BUENOS AIRES (Reuters) - Grains powerhouse Argentina is getting hit by a second swarm of locusts arriving from neighboring Paraguay, Argentina’s Senasa agricultural health inspection agency said on Tuesday, putting farmers on notice about possible crop damage.
The new swarm is concentrated in the province of Formosa in north-east Argentina, on the Paraguay border. The area is not part of Argentina’s main Pampas grains belt, but it could hurt crops if the low temperatures of the Southern Hemisphere winter do not keep the swarm from spreading too far southward.
“This second wave is in a cattle ranching area where there are not many crops,” Hector Medina, a coordinator at Senasa, told Reuters.

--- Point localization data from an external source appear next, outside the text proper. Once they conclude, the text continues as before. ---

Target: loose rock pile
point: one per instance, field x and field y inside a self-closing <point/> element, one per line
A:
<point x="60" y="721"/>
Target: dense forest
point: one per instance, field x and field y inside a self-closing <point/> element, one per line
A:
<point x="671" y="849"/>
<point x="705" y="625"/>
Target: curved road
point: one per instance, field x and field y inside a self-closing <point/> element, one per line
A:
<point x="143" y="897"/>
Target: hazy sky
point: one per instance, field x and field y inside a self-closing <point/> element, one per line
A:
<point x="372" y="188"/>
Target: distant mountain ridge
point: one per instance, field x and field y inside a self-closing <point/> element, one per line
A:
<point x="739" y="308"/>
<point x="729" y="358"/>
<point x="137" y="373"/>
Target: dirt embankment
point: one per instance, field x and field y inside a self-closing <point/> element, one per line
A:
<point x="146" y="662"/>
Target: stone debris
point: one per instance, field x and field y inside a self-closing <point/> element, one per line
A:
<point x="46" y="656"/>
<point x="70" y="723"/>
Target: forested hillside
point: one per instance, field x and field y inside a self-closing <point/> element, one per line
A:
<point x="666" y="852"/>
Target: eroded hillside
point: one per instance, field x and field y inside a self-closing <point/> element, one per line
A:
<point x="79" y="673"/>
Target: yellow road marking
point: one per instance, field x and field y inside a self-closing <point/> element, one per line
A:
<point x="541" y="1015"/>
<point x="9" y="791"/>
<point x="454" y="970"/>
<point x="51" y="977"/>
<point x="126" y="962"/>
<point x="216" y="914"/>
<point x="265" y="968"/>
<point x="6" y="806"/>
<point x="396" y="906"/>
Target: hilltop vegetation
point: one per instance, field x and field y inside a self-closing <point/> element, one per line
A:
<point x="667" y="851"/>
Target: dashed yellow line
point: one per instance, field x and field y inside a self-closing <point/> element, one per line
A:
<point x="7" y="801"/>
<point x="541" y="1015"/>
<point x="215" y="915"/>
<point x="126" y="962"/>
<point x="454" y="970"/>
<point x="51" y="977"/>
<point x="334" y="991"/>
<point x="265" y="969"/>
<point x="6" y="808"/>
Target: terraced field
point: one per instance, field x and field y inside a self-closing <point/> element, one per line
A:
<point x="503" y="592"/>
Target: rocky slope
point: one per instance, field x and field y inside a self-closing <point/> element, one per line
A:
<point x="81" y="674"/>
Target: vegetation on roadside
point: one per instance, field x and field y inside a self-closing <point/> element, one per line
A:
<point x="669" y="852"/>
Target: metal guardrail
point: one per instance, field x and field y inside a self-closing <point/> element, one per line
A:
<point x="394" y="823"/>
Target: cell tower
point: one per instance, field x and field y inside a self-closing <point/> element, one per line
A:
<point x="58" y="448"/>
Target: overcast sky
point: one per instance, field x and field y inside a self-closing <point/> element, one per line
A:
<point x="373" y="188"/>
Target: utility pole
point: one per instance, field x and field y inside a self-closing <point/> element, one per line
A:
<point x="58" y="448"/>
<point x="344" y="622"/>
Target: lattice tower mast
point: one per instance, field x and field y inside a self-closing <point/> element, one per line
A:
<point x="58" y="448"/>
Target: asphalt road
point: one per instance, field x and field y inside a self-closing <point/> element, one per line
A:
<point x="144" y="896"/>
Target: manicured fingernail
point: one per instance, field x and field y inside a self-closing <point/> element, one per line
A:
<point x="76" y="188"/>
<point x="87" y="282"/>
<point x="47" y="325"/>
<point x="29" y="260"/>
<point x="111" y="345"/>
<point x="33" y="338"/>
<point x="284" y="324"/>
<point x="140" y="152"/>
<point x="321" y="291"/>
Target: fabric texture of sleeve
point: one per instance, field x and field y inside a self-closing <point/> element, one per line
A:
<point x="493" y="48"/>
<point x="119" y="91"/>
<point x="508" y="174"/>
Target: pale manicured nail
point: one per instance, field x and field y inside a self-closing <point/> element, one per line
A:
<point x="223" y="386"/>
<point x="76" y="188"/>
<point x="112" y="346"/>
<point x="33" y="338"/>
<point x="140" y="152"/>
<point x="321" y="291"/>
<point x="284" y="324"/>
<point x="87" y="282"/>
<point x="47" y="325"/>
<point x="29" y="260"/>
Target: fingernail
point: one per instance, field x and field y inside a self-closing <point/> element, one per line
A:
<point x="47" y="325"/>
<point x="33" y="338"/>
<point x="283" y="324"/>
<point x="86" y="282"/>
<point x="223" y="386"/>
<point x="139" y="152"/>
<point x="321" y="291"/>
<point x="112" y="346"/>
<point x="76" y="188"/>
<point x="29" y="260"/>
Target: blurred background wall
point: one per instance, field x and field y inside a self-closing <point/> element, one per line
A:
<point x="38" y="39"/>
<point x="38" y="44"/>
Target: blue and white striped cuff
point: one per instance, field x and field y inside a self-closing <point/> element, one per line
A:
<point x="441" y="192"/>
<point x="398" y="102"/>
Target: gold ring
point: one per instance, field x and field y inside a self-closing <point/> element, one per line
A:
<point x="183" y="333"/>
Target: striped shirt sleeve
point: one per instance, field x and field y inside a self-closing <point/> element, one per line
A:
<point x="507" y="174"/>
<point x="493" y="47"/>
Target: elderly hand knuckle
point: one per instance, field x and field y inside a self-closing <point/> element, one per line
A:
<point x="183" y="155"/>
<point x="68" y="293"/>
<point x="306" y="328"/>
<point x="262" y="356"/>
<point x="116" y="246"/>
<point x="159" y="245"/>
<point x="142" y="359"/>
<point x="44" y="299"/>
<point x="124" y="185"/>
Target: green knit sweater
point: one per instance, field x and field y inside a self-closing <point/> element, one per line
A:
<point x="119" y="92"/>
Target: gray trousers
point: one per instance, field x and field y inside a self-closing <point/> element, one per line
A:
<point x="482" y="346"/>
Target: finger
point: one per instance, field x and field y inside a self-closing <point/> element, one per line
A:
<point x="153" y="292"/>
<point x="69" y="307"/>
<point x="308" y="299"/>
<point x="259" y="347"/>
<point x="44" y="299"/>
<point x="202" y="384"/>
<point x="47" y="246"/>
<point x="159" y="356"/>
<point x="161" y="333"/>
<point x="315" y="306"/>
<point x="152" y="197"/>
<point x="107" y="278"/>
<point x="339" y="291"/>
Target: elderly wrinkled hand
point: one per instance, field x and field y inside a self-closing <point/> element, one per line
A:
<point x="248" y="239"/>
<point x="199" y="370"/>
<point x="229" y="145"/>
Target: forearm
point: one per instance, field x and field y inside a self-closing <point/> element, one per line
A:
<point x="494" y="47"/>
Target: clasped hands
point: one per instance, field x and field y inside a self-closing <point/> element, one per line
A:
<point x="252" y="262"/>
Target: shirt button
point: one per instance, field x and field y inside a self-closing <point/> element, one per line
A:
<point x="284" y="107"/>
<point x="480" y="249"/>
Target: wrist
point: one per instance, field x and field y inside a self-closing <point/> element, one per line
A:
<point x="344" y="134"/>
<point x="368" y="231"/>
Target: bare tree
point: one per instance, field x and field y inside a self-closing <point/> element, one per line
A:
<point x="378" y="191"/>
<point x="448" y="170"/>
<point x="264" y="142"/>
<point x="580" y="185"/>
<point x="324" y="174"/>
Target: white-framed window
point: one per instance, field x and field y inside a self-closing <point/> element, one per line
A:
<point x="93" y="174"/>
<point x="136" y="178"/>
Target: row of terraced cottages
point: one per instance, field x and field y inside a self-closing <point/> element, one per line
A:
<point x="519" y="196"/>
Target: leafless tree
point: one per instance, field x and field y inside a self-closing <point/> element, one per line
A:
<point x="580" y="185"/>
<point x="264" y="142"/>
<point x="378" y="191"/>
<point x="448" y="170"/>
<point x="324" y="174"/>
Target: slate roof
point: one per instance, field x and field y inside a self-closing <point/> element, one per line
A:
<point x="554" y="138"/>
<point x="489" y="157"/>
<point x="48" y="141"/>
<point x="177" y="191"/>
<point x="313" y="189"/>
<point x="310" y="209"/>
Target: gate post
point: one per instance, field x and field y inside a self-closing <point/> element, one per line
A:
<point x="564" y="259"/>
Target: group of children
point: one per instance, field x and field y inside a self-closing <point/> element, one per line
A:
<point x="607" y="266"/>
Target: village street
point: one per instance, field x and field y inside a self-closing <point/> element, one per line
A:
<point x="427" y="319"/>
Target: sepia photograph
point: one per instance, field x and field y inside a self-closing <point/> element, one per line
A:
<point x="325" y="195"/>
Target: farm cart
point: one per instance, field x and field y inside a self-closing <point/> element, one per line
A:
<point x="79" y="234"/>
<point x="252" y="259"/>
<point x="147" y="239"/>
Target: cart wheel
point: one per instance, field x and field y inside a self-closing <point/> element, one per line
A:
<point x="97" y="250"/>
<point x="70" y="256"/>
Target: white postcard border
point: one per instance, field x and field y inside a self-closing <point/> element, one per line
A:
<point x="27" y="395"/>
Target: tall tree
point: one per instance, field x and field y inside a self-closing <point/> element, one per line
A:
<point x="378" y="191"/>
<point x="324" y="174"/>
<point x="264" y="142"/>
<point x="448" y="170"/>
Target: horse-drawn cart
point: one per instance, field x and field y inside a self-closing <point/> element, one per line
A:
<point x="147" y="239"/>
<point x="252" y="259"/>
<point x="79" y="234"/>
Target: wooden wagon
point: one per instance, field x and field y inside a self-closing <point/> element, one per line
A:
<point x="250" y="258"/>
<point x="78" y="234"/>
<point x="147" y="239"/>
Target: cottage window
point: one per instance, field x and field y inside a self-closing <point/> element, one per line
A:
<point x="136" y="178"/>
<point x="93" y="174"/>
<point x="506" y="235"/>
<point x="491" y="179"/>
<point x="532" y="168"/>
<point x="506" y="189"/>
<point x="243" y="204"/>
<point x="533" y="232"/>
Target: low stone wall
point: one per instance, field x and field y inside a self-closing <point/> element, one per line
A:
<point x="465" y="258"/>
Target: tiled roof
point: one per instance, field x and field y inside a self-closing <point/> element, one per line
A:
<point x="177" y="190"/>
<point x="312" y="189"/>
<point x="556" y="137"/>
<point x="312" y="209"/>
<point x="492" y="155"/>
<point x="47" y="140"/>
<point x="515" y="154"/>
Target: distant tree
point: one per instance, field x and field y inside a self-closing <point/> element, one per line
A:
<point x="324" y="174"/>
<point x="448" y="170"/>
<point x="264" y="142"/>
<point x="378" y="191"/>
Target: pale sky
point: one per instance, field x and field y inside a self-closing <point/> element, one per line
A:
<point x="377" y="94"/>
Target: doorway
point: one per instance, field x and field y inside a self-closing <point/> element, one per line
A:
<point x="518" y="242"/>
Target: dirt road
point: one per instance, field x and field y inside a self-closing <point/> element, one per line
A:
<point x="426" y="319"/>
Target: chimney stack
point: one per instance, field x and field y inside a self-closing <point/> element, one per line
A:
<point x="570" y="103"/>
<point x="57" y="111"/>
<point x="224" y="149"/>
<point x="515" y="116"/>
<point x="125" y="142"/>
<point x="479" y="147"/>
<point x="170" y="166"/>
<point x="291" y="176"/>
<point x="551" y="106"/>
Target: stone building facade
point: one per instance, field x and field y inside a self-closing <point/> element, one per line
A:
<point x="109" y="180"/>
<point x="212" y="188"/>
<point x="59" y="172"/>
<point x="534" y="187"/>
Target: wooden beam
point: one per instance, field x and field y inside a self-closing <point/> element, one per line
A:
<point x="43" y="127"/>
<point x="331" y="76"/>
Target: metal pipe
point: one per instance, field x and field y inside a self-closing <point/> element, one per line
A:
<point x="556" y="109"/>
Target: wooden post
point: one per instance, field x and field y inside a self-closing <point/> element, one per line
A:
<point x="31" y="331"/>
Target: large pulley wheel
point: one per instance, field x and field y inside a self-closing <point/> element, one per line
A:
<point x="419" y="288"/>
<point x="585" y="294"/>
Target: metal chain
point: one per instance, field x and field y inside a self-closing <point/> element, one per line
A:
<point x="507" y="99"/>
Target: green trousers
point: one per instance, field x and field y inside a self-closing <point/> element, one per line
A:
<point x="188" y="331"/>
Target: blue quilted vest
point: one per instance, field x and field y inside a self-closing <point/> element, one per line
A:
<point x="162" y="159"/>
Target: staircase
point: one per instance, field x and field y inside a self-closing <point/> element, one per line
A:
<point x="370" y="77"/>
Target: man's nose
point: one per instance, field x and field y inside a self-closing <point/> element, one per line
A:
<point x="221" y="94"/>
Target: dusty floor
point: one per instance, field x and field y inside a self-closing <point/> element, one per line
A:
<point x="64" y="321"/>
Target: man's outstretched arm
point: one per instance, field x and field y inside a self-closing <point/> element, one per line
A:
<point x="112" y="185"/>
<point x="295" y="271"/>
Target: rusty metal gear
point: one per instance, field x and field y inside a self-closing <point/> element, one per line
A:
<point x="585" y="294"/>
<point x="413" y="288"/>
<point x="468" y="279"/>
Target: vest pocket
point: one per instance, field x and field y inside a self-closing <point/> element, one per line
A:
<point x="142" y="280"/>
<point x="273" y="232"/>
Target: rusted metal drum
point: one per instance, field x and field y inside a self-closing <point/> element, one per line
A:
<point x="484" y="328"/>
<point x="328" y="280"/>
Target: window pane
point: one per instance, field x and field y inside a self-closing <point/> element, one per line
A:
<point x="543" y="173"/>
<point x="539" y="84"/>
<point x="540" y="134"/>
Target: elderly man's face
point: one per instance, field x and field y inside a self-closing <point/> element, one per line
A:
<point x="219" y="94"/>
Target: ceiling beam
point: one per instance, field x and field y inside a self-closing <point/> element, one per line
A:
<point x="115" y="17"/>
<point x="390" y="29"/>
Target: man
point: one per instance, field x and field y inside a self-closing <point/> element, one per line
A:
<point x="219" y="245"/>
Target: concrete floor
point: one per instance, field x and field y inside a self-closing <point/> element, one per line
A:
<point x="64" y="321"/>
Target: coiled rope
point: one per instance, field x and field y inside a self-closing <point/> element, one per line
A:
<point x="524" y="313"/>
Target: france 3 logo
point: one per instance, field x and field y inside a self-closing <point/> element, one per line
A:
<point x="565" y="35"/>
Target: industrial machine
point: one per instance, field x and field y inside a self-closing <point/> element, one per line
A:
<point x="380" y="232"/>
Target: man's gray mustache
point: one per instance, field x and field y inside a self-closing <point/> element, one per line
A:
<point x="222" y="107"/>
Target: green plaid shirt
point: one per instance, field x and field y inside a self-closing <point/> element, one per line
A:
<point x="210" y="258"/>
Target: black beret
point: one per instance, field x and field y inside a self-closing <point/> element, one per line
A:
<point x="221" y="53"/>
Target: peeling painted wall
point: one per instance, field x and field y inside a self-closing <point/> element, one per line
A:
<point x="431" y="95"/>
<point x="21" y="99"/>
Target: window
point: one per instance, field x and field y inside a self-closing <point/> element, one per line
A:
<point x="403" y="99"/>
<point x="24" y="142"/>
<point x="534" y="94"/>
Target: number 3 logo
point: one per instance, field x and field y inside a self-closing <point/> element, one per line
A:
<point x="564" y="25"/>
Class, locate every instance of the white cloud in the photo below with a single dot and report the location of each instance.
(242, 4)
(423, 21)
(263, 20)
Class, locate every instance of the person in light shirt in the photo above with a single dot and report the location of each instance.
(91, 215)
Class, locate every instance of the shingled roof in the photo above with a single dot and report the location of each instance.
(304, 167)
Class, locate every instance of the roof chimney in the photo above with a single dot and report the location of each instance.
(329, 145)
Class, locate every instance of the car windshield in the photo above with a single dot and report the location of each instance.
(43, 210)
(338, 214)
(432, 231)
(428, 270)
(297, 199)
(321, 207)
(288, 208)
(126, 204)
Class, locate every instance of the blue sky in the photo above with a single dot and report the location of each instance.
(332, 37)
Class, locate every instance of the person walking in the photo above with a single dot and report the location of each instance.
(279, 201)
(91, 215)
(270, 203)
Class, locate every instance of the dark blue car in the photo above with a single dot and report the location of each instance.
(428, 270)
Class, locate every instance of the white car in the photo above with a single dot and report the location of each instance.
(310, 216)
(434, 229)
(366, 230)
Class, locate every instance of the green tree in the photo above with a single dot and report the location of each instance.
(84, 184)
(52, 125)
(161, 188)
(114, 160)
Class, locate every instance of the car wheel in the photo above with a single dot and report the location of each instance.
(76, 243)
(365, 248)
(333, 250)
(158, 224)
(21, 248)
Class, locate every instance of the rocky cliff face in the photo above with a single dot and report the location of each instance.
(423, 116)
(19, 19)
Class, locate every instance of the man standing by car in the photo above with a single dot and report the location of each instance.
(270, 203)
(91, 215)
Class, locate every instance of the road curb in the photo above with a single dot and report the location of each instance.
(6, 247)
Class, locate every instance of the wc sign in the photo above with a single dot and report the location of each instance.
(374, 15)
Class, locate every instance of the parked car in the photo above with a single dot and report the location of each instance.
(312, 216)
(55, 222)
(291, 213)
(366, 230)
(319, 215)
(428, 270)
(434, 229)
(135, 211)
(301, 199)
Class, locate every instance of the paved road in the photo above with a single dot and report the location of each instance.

The earlier swarm, which entered Argentina from Paraguay in May, has centered in Entre Rios province, closer to Argentina’s main grains belt, but has not done any significant crop damage.
“The swarm detected in Formosa advanced in a southern direction,” Senasa said in a statement. “The wind allowed it to move quickly and is expected to approach Rio Bermejo today. So the alert is extended to Chaco province.”
Argentine agricultural health officials are in touch with their Paraguayan and Brazilian counterparts to monitor the situation, Senasa said.
“If you see locusts, tell Senasa. The more in touch we are, the better prepared we will be,” the statement said.
A month ago Argentina and Brazil said they were monitoring the movement of what was then a 15-square-kilometer locust swarm. The three countries are among the world’s biggest soybean exporters.